C’est d’abord le fameux Brussels Jazz Orchestra qui s’installe sur scène pour le programme « Hymne à Serge Gainsbourg ».
Puis le percussionniste et pianiste Chris Joris (71 ans), musicien historique belge, grand amateur et précurseur des mélanges jazz et musiques du monde, en trio ici avec des cordes.
Le trio Grande « le plus petit big-band du monde » est venu présenter le nouveau répertoire devant une salle bien remplie, avec Michel Massot en grande forme et un invité pétillant, le trompettiste Christian Altehülshorst.
Et enfin, la figure tutélaire du guitariste Philip Catherine qui vient fêter son 80e anniversaire devant un public qui n’a pas hésité à faire une longue file qui sortait presque du Tiers-Lieu pour assister à ce concert.
Chaque soir, le final gratuit avait fonction d’exécutoire dansant et festif, Blondy Brownie Trio, Daïda (groupe masculin de revival fusion) et Next.ape, un projet festif avec le clavier luxembourgeois Jérôme Klein et la chanteuse hongroise Veronika Harcsa.

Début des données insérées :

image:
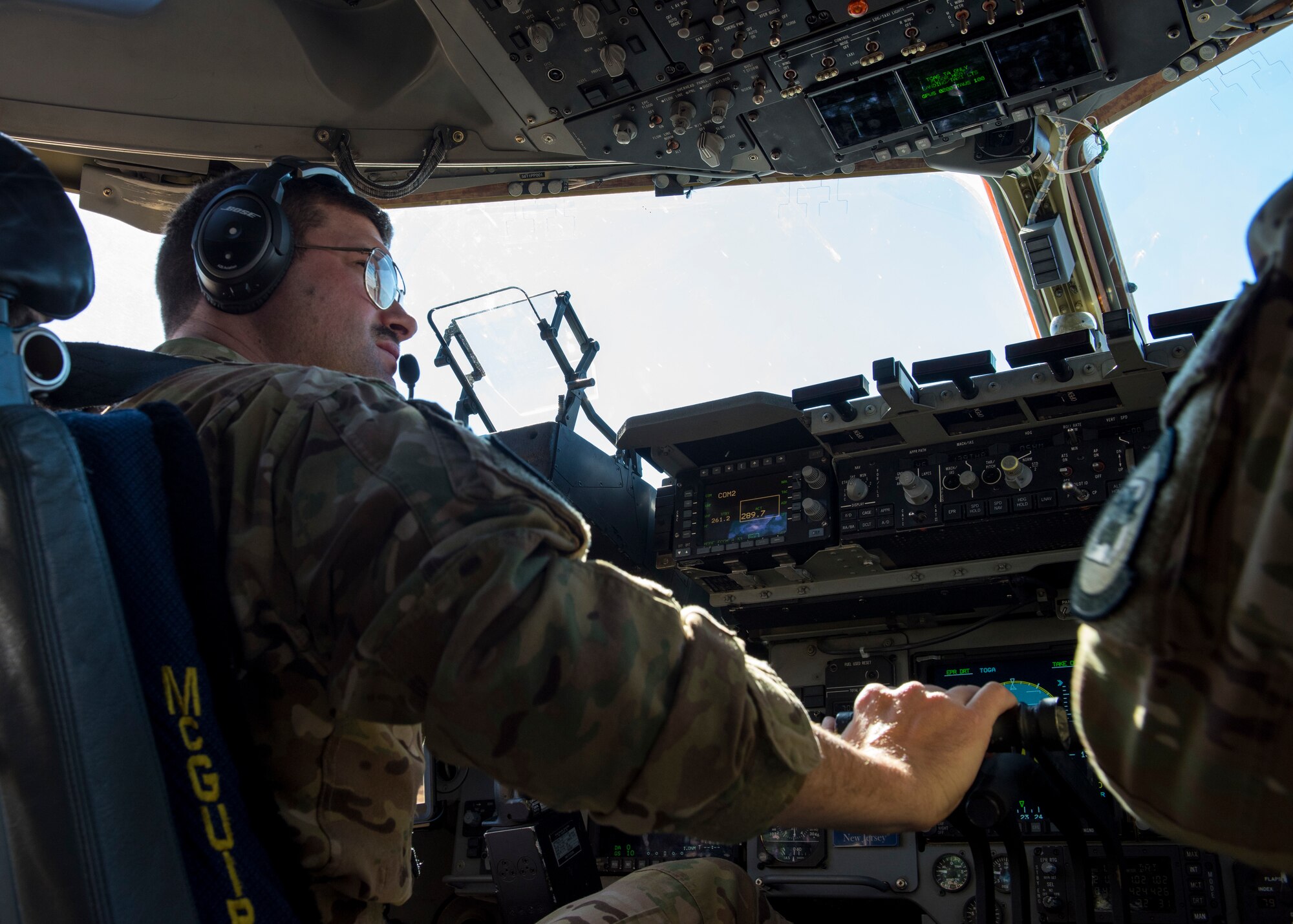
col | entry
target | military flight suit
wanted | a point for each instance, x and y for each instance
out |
(394, 576)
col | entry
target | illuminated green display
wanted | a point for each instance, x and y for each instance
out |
(952, 83)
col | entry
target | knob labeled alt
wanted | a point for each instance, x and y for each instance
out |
(1018, 475)
(814, 477)
(917, 489)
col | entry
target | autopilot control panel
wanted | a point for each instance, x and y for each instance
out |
(923, 526)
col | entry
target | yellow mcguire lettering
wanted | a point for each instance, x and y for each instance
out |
(226, 841)
(188, 722)
(206, 786)
(173, 690)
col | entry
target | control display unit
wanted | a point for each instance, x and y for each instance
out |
(617, 852)
(963, 86)
(757, 508)
(756, 505)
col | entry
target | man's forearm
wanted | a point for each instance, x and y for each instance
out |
(855, 790)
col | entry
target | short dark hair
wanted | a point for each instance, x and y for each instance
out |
(303, 202)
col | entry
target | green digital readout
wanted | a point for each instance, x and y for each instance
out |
(952, 83)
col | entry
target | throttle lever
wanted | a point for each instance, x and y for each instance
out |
(1035, 726)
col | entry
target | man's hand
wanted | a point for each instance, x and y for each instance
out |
(906, 760)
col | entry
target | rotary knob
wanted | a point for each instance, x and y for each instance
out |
(1018, 475)
(919, 489)
(625, 131)
(721, 99)
(541, 36)
(614, 59)
(814, 478)
(586, 17)
(711, 147)
(682, 117)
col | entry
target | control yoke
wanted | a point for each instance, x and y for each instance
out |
(1030, 761)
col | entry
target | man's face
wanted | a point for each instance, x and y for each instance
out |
(321, 314)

L’année prochaine le festival fêtera sa 40e édition, centrée sur la thématique de l’ouverture : abattre les murs entre les gens, les cultures, les musiques ! Gaumer les frontières, en quelque sorte, selon les mots de Julie Bissot, qui s’occupe de la communication du festival. Rien d’étonnant quand on voit le public de Gaume qui vient de trois pays, avec des habitants locaux qui sont invités au festival et une programmation internationale qui n’a pas à rougir. Il y a là quelques ingrédients de la recette du bonheur.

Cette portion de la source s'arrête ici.